Although no longer young, I am still one of the most inquisitive of men and one of the most eager to learn. You will therefore not find me closed against your ideas, even when I differ from you in thought and feeling. I am often stupid, but never in the least narrow.
Let me have the pleasure of a few lines if you think it worth the trouble.
Yours gratefully,
GEORGE BRANDES.
2. NIETZSCHE TO BRANDES.
Nice, Dec. 2, 1887.
MY DEAR SIR,
A few readers whom one honours and beyond them no readers at all—that is really what I desire. As regards the latter part of this wish, I am bound to say my hope of its realisation is growing less and less. All the more happy am I in satis sunt pauci, that the pauci do not fail and have never failed me. Of the living amongst them I will mention (to name only those whom you are certain to know) my distinguished friend Jakob Burkhardt, Hans von Bülow, H. Taine, and the Swiss poet Keller; of the dead, the old Hegelian Bruno Bauer and Richard Wagner. It gives me sincere pleasure that so good a European and missionary of culture as yourself will in future be numbered amongst them; I thank you with all my heart for this proof of your goodwill.
I am afraid you will find it a difficult position. I myself have no doubt that my writings in one way or another are still "very German." You will, I am sure, feel this all the more markedly, being so spoilt by yourself; I mean, by the free and graceful French way in which you handle the language (a more familiar way than mine). With me a great many words have acquired an incrustation of foreign salts and taste differently on my tongue and on those of my readers.
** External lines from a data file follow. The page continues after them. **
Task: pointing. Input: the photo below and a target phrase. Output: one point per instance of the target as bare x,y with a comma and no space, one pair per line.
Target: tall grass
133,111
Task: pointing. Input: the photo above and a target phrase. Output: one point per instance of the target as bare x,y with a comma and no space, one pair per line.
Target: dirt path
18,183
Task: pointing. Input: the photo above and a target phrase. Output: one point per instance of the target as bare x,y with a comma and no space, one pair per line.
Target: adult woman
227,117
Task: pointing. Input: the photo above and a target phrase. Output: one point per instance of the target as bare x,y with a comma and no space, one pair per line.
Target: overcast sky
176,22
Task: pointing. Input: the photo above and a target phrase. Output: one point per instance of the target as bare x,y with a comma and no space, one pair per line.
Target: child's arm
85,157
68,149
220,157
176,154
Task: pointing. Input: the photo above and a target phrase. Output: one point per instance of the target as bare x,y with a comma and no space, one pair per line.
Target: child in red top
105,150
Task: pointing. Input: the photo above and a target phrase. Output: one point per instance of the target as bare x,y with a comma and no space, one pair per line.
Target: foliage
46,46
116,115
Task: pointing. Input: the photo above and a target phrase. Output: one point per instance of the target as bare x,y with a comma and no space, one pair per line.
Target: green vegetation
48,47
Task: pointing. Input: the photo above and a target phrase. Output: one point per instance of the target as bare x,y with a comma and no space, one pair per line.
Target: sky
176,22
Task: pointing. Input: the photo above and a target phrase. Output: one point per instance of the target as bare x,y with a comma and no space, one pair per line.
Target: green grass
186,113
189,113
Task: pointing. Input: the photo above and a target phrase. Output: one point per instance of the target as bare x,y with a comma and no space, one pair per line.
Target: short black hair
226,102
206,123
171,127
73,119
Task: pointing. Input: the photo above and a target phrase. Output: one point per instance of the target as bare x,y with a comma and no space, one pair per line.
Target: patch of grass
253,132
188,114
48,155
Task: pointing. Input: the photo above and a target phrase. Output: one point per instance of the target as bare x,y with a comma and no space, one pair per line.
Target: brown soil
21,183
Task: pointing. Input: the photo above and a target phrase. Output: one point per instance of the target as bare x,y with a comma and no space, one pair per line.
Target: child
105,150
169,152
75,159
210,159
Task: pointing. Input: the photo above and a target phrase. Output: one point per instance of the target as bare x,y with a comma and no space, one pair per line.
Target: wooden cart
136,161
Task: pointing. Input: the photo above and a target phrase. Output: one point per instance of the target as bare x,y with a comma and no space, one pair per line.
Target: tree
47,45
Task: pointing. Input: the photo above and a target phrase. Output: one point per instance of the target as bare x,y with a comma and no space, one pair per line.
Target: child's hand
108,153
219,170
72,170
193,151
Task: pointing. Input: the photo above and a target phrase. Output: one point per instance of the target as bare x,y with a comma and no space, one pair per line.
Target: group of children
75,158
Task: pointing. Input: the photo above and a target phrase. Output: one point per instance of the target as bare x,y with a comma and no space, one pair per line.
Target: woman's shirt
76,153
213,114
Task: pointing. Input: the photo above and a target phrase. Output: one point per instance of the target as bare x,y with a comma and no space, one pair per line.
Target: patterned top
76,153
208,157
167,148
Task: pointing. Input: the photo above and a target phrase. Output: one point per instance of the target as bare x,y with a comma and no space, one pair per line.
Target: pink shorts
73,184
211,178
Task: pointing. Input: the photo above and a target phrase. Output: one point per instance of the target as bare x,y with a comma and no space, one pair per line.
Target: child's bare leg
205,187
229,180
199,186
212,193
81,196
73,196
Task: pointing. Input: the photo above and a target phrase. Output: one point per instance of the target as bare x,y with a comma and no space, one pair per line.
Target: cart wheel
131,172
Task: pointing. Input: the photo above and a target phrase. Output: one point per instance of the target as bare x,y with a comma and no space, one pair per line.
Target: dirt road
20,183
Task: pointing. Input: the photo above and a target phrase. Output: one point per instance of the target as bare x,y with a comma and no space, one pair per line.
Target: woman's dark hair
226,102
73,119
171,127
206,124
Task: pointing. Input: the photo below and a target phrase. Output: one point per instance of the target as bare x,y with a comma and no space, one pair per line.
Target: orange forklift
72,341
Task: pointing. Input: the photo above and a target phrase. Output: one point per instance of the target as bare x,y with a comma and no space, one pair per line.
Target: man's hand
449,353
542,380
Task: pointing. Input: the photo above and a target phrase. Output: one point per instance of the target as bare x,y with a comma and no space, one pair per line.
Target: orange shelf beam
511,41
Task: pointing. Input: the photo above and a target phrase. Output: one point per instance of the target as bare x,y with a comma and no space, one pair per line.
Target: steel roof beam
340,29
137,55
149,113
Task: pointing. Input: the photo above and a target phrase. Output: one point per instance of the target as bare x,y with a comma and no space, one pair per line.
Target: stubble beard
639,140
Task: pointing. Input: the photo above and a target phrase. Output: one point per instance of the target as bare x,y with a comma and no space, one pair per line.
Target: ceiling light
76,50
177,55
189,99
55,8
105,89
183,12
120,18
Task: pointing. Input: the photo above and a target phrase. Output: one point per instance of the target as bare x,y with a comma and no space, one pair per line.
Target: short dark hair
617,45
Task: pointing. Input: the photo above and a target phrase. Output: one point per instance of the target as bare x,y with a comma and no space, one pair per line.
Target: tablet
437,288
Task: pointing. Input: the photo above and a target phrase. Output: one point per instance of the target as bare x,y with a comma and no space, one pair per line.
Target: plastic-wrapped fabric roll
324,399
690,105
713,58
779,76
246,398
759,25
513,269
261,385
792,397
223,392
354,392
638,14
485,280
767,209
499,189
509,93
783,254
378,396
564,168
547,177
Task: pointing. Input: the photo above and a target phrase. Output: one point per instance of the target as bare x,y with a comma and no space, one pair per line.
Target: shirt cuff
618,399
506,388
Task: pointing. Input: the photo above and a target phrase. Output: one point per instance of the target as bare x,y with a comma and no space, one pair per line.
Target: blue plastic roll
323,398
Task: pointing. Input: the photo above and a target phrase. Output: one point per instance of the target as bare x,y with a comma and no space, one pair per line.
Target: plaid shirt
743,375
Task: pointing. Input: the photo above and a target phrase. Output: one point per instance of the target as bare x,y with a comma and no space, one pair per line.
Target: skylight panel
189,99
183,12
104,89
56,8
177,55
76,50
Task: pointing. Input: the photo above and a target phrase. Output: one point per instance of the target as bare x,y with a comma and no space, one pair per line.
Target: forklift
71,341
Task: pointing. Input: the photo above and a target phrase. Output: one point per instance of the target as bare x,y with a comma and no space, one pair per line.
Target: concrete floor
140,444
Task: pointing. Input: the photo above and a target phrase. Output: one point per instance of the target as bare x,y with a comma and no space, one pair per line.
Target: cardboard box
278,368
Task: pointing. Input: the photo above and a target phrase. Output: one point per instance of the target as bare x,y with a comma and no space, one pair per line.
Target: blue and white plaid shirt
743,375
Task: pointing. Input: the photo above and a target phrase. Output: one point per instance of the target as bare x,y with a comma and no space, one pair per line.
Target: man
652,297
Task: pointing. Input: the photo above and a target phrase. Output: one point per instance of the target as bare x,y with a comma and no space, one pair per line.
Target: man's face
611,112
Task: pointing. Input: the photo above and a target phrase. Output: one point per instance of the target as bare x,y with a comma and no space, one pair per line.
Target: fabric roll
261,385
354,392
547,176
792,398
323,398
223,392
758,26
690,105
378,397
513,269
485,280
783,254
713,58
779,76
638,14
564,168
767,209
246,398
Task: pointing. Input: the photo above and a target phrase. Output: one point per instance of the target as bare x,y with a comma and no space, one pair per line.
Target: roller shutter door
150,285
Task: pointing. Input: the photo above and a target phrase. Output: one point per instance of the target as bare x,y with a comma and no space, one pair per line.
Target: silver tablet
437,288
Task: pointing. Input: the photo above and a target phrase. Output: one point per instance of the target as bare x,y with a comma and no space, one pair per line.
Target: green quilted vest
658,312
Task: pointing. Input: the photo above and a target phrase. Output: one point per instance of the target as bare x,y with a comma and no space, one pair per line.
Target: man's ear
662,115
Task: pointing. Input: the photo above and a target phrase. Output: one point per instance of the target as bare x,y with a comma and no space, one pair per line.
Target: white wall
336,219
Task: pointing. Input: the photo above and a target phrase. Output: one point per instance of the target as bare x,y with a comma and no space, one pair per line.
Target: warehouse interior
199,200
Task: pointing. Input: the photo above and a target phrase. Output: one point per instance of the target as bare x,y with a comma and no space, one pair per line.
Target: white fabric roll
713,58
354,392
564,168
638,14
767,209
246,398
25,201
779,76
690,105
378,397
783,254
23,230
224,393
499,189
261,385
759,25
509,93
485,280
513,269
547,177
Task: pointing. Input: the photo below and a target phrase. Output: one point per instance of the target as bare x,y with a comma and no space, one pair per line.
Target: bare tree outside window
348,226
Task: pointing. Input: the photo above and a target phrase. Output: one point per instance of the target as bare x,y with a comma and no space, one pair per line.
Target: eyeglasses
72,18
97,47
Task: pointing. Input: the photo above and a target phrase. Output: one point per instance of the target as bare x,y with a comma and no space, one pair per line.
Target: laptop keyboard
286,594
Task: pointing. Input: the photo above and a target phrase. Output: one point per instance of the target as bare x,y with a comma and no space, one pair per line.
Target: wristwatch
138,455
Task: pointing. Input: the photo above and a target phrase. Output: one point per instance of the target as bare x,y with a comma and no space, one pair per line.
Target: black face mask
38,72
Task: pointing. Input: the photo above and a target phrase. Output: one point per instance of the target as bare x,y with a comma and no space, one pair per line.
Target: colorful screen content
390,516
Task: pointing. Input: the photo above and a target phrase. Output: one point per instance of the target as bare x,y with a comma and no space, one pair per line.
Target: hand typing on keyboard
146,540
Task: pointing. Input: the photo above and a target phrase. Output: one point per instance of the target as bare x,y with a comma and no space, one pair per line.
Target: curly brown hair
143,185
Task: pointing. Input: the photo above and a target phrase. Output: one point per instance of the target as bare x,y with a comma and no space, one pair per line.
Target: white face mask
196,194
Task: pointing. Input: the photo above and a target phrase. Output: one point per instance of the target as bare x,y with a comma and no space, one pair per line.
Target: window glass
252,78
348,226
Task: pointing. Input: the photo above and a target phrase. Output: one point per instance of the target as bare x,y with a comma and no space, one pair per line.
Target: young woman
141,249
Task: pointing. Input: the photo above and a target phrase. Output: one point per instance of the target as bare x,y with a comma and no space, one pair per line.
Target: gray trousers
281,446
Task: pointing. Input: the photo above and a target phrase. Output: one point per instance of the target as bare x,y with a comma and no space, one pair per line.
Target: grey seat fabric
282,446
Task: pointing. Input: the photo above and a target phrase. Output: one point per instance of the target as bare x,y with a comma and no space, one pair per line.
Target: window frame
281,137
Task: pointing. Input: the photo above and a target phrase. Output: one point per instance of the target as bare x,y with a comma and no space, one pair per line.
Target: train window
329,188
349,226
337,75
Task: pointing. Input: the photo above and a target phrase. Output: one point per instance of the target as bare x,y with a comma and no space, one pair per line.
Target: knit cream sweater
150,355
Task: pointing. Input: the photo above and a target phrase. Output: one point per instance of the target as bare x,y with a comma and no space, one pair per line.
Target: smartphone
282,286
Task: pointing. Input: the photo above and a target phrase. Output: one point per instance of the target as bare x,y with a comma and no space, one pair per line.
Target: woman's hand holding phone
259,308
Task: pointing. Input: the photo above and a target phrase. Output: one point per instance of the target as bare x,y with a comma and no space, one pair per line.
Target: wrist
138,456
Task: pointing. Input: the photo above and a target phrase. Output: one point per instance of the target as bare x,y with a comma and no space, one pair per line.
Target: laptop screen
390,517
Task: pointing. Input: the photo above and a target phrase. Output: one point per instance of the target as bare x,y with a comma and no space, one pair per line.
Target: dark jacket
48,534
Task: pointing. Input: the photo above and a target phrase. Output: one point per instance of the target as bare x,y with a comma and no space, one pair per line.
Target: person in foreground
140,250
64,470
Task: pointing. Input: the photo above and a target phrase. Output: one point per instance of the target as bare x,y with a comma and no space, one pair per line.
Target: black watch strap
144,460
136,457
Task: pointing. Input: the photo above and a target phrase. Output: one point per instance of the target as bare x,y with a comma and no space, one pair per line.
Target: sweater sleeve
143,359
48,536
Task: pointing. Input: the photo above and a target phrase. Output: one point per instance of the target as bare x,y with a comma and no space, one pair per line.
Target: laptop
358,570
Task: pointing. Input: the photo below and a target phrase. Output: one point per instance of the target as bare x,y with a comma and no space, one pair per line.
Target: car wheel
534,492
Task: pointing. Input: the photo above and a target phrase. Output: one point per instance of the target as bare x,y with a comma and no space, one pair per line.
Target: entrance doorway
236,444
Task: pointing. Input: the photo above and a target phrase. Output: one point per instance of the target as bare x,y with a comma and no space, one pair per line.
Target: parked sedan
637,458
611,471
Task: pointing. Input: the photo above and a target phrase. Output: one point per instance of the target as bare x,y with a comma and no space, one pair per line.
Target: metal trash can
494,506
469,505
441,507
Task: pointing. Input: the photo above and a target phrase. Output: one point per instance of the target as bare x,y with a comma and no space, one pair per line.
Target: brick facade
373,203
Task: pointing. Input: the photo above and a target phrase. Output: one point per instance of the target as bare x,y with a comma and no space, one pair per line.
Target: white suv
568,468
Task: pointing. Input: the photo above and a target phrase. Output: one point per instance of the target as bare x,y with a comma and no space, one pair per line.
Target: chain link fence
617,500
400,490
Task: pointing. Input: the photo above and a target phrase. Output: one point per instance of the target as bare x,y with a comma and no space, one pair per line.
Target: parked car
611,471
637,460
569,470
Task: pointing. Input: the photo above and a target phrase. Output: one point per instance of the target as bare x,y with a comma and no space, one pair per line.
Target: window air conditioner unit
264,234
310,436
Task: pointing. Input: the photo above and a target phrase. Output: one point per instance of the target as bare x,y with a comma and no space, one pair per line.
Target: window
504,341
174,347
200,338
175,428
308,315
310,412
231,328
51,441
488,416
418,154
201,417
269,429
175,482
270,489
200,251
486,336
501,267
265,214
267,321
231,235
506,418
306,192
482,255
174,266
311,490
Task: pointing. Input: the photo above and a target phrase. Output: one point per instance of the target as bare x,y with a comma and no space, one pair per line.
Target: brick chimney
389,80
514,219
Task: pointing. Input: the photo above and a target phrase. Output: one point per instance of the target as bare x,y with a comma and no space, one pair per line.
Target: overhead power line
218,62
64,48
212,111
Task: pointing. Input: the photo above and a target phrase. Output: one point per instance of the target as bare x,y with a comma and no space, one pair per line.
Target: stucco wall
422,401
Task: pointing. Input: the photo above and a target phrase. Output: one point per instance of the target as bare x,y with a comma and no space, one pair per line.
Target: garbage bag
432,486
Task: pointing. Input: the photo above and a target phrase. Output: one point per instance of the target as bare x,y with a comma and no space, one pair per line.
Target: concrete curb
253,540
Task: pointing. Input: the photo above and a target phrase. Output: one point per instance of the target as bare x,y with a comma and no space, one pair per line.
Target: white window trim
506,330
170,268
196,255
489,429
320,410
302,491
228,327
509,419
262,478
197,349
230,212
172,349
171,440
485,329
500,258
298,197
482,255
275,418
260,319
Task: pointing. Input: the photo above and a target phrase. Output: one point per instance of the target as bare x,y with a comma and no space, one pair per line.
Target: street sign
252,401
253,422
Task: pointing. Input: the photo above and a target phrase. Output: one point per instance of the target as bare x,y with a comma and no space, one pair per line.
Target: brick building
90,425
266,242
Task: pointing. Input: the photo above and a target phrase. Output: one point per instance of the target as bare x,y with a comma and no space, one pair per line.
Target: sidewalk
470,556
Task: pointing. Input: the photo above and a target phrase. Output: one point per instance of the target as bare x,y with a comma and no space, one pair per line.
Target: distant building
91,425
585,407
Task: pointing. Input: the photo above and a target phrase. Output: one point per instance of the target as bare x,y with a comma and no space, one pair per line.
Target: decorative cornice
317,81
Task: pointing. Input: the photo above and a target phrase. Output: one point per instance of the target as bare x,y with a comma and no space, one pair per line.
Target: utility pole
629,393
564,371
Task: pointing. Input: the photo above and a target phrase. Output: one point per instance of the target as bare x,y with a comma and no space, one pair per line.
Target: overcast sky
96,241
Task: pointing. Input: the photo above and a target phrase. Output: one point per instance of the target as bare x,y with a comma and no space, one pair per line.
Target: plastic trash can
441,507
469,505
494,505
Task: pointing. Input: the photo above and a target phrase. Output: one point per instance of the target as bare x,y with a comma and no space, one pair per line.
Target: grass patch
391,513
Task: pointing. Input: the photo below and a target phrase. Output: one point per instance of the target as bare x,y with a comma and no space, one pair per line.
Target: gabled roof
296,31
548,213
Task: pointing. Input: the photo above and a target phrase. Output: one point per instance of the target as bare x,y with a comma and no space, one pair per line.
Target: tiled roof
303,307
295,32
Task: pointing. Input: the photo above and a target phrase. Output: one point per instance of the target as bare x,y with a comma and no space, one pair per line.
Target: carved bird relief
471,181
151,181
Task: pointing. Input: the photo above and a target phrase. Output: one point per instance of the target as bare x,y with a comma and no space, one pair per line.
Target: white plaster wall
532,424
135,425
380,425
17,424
On the scale of my experiences and circumstances the predominance is given to the rarer, remoter, more attenuated tones as against the normal, medial ones. Besides (as an old musician, which is what I really am), I have an ear for quarter-tones. Finally—and this probably does most to make my books obscure—there is in me a distrust of dialectics, even of reasons. What a person already holds "true" or has not yet acknowledged as true; seems to me to depend mainly on his courage, on the relative strength of his courage (I seldom have the courage for what I really know).
The expression Aristocratic Radicalism, which you employ, is very good. It is, permit me to say, the cleverest thing I have yet read about myself.
How far this mode of thought has carried me already, how far it will carry me yet—I am almost afraid to imagine. But there are certain paths which do not allow one to go backward and so I go forward, because I must.